(Montréal) Paul Byron fait-il encore partie des plans à long terme chez le Canadien ? Plus que jamais, la question se pose.

Richard Labbé Richard Labbé
La Presse

La question se pose puisque l’organisation montréalaise a placé le nom du petit attaquant sur la liste de ballottage, dimanche midi, dans le but de l’assigner à sa formation de réserve par la suite.

Les autres équipes de la Ligue nationale de hockey vont disposer de 24 heures, soit jusqu’à lundi midi, pour le réclamer.

Byron, 31 ans, a une fiche d’aucun but et 3 mentions d’aide en 14 rencontres depuis le début de la saison, et ne joue certes pas à la hauteur des attentes que la direction du Canadien peut avoir en lui.

Dans l’immédiat, on peut présumer que la possibilité qu’il soit réclamé par un autre club est assez faible. À un salaire de 3,4 millions de dollars pour cette saison et aussi pour les deux suivantes, c’est très cher payé pour un joueur qui ne produit plus au rythme de jadis.

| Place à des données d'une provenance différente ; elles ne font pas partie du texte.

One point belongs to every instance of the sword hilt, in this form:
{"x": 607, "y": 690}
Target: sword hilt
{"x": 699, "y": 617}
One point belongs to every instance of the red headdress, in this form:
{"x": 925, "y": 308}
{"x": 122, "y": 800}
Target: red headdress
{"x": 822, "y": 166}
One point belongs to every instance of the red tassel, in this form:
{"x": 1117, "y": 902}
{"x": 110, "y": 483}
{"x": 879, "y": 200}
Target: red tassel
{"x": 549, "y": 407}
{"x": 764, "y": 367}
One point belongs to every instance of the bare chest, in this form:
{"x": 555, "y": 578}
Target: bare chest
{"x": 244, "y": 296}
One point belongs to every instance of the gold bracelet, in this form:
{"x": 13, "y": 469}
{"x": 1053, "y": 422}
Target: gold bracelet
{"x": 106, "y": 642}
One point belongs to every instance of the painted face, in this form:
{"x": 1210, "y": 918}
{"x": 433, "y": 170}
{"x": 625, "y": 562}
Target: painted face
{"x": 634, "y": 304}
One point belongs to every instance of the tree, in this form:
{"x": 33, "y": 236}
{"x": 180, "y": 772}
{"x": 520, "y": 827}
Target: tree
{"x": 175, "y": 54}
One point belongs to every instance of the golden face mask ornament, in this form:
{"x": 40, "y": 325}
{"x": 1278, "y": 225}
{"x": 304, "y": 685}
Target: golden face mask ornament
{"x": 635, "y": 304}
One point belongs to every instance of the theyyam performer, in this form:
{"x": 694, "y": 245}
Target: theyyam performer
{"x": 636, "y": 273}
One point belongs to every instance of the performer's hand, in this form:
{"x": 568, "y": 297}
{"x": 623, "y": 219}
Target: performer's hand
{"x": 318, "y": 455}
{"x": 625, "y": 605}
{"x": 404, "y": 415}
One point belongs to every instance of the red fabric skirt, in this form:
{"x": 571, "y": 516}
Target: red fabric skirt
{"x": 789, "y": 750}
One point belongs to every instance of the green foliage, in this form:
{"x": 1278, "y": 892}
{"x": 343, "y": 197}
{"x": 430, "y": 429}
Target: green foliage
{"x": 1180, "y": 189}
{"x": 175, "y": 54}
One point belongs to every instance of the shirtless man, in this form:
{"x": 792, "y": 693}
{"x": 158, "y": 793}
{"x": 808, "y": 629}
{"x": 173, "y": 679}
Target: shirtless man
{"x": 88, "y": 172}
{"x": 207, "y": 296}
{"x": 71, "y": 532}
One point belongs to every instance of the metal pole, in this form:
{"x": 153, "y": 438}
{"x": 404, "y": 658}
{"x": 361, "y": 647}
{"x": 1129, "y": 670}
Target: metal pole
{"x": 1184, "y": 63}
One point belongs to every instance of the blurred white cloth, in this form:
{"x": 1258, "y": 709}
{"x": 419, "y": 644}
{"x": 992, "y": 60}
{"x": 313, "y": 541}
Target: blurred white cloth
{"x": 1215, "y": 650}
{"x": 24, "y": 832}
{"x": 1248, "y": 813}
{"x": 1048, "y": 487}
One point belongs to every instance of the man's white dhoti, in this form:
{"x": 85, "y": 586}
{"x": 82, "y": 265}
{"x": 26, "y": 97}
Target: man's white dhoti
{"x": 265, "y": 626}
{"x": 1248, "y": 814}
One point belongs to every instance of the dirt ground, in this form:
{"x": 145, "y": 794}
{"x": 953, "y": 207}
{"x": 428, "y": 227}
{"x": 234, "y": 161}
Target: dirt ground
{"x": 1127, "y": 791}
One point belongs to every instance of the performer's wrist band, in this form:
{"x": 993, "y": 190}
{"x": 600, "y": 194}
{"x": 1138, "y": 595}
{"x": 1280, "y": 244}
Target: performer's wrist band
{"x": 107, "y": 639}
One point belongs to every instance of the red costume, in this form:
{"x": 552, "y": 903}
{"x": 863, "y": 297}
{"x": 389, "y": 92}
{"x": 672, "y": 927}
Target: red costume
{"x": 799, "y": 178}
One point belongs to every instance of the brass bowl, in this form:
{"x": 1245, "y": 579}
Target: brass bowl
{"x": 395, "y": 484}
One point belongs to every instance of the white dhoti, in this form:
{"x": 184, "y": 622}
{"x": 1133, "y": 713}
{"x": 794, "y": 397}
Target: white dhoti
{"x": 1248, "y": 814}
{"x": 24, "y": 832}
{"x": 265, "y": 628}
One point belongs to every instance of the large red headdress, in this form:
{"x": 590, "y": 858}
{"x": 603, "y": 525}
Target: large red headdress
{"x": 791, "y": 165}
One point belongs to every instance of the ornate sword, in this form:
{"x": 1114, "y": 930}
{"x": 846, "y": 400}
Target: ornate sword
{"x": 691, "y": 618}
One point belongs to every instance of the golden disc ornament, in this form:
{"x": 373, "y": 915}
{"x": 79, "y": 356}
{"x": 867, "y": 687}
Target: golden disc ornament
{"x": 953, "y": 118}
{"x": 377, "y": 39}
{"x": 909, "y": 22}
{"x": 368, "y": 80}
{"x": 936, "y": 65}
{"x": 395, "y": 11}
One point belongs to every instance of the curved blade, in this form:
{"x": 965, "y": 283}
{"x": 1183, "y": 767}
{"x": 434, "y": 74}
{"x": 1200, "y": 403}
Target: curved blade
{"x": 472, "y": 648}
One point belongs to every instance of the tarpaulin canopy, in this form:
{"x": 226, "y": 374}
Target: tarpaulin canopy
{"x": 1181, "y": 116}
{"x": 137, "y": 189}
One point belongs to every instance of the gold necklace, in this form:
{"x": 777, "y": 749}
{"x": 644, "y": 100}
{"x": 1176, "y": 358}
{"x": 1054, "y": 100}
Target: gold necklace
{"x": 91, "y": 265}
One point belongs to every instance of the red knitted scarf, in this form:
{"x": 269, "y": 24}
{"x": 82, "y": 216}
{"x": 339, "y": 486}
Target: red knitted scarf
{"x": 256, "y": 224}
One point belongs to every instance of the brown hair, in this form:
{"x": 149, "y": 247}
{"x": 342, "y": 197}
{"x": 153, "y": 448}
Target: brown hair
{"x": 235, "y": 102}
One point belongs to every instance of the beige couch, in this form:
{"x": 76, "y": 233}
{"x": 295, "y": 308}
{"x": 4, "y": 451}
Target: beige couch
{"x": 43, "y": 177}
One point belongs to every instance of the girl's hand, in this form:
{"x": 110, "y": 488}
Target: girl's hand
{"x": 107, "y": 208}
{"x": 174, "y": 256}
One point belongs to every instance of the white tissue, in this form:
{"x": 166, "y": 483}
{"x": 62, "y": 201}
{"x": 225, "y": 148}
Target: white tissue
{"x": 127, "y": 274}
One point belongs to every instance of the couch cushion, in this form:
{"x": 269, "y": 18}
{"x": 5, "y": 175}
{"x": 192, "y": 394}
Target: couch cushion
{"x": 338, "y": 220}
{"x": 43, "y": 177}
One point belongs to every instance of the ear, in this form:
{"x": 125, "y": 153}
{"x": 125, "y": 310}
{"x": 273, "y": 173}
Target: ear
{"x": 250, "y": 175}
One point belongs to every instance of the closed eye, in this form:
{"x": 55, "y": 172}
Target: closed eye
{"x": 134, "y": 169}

Le Canadien, peut-on présumer aussi, cherche en plus à libérer un peu d’espace sous son plafond salarial, et selon JP Barry, agent du joueur, il s’agit là de la raison principale pour expliquer cette décision. « L’équipe a besoin d’une marge de manœuvre avec sa masse salariale », a-t-il avancé dans un texto envoyé à La Presse.

Selon le site spécialisé CapFriendly, le Canadien jongle présentement avec une masse salariale de quelque 81,5 millions de dollars, ce qui est le maximum permis par la LNH. La décision de placer Byron au ballottage permet au Canadien de respirer un peu mieux financièrement, puisque le prochain match de l’équipe n’est prévu que pour samedi.

Une bagarre de trop ?

Ce n’est peut-être qu’une simple coïncidence, mais les chiffres laissent croire que le numéro 41 du Canadien n’est plus tout à fait le même depuis cette bagarre du 26 mars 2019 au Centre Bell, face au défenseur MacKenzie Weegar, des Panthers de la Floride.

Depuis ce soir de mars 2019, Byron a disputé un total de 45 matchs, récoltant 4 buts et 10 mentions d’aide, pour 14 points. Il s’agit d’un contraste assez saisissant avec ses meilleures saisons, notamment celle de 2016-2017, la meilleure de sa carrière, où il avait pu récolter 43 points en 81 rencontres.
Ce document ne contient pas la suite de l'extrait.